Thursday, June 19, 2014

The Flight of time -- and its effects

Japonica, Spring 2014 - PL
 
 
                I’m so far keeping to my decision to dust, wash, scrub, throw away or move to another place all those things I took out of the three bedrooms when new carpet was laid. But it is slow going. And there’s so much OTHER stuff around here to get done.
                After pulling one small bookcase full of VHS tapes and books out of collegian Billy’s room, placing it beside its twin, I cleaned (even to steel-wooling the rusty chrome handles) one of the two-shelf rolling carts.
                Next was a plastic, lidless container with newspaper clippings, ideas for my novel, photos of the late Elizabeth Calico and the late tabby Cal.
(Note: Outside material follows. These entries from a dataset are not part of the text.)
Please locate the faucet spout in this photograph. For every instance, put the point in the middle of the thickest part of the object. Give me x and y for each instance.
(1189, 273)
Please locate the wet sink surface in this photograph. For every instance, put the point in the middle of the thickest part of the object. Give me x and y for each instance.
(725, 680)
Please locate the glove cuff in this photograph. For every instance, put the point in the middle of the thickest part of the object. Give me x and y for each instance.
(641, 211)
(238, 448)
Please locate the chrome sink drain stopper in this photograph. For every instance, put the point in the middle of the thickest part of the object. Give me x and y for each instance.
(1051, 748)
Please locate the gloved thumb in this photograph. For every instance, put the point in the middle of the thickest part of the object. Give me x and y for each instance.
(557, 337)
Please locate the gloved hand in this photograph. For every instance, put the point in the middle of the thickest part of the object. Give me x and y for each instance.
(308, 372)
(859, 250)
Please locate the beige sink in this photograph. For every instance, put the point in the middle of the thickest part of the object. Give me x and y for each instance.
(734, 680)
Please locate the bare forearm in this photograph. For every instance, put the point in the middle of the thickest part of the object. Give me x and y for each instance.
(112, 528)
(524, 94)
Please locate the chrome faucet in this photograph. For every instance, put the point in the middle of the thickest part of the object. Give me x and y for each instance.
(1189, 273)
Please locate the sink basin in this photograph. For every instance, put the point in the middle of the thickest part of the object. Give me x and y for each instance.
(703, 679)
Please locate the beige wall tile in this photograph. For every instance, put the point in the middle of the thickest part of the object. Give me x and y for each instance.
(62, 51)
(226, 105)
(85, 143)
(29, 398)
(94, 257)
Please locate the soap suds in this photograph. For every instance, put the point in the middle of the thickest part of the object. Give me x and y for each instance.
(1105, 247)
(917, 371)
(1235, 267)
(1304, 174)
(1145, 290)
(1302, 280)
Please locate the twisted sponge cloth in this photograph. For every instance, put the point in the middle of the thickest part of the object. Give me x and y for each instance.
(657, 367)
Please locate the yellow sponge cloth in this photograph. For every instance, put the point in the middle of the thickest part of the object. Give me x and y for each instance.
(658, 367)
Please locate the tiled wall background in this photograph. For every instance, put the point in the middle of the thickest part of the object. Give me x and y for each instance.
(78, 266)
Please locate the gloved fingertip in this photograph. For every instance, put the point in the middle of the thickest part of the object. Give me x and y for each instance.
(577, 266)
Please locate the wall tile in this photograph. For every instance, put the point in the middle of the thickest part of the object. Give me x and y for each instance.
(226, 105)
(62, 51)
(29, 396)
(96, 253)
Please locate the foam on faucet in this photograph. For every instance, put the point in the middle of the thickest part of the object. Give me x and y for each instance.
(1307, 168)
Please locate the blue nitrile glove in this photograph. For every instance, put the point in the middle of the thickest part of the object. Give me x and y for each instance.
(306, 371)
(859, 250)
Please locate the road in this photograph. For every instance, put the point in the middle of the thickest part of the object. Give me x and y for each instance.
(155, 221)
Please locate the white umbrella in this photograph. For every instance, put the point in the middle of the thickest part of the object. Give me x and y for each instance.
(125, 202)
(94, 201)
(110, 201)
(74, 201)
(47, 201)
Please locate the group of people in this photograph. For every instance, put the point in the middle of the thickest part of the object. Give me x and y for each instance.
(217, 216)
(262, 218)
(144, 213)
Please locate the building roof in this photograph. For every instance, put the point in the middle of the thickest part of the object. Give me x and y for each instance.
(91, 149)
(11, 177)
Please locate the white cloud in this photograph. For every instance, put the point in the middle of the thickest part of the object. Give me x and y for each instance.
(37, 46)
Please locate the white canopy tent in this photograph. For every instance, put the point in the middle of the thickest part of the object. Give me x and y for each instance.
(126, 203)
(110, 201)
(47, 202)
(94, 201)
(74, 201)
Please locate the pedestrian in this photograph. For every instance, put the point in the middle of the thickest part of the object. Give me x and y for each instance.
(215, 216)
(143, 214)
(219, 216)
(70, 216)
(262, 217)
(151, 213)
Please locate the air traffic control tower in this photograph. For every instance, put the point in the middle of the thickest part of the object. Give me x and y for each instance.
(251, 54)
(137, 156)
This box was first placed on top of a tall bookshelf in the northwest-corner bedroom. When son Gordon came home last spring, I turned it into a guest room and moved said box under the bureau.
                With a cup of fresh coffee (yes, at 6 p.m.), I sat down beside the coffee table where I placed it so I didn’t have to reach to the floor each time I selected something, put two cube-storage boxes near so I could—with a flick of the wrist—place DO NOT KEEP clippings in one, and the DO KEEP in the other.
                Ya’ll, these things were from 2005! My novel was in the preliminary stages so I’d kept everything that referred to the early 1900s. We still lived in Benton, so they were collected before we moved to Couchwood. Funny, though, in Benton, we lived on Couch Street!
                So I began pitching most of the stuff to the recycle/throwaway cube. I kept columns of Jay Grelen who took Richard Allin and Charles Allbright’s places in the humorous-folksy column of the daily state paper until he was moved (or moved himself) to another area of the organization.
                I kept articles on Donald Harrington, Eudora Welty, Saul Bellow and James Salter, all authors I’d read previously.
                Then came Katrina. Oh, how much newsprint it took to cover that horrendous event of ‘mean ol’ Mother Nature,’ as one homeowner was reported to have said. It went into the recycle box.
                During this sorting time, an evening thunderstorm blew up, but by the time I had filled the throwaway box, the sun was shining. I took that box, plus the week’s papers/cartons/plastics, out to the proper bin.
I never got back to the job. For I had pulled out a piece from a September ’05 PARADE about hoarders. AM I A HOARDER?
Oh, I can walk through this house without stepping over and around things—unless it’s cats—so I don’t think I qualify, but I’ve been in a home where the door wouldn’t open all the way because of the stuff behind it.
Before I’ve gotten all the things put back in the bedrooms, I made arrangements to have the floors refinished in the three front rooms. Oh-my-goodness! I thought the first job was tremendous. It pales beside the task of tearing down and moving out an office, a living room with five full bookshelves, a piano, two sofas and three chairs. Plus, the dining room with a table, buffet, TWO china cabinets chock-full of glassware that must be taken out before being moved.
Don’t call me during July. I’ll be unable to get to the phone. And don't call the police if you see me climbing through a back window from the porch into the house. That'll be my only access to the bathroom and bedroom.
After that, we’ll start on the kitchen floor.
 


2 comments:

Dorothy Johnson said...

I feel for you about sorting and deciding what to toss. I have my own issues with it and am trying to do likewise. Our office and the spare bedroom closets are bulging at the seams with mementos or item "too good to throw away." I'm in the mood to either give away or throw out. I'm wondering where all that furniture of yours will go for floor refinishing.

pat couch laster said...

Re furniture: guess it will HAVE to go into the newly-carpeted bedrooms. Wall-to-wall, probably. But I'll have to have a path from the back porch into the bathroom. I'll need to tell the guys that when they get ready to move. I'll be confined to the kitchen, the breakfast room and the back porch. Maybe I can work outside, too. Thanks for commenting.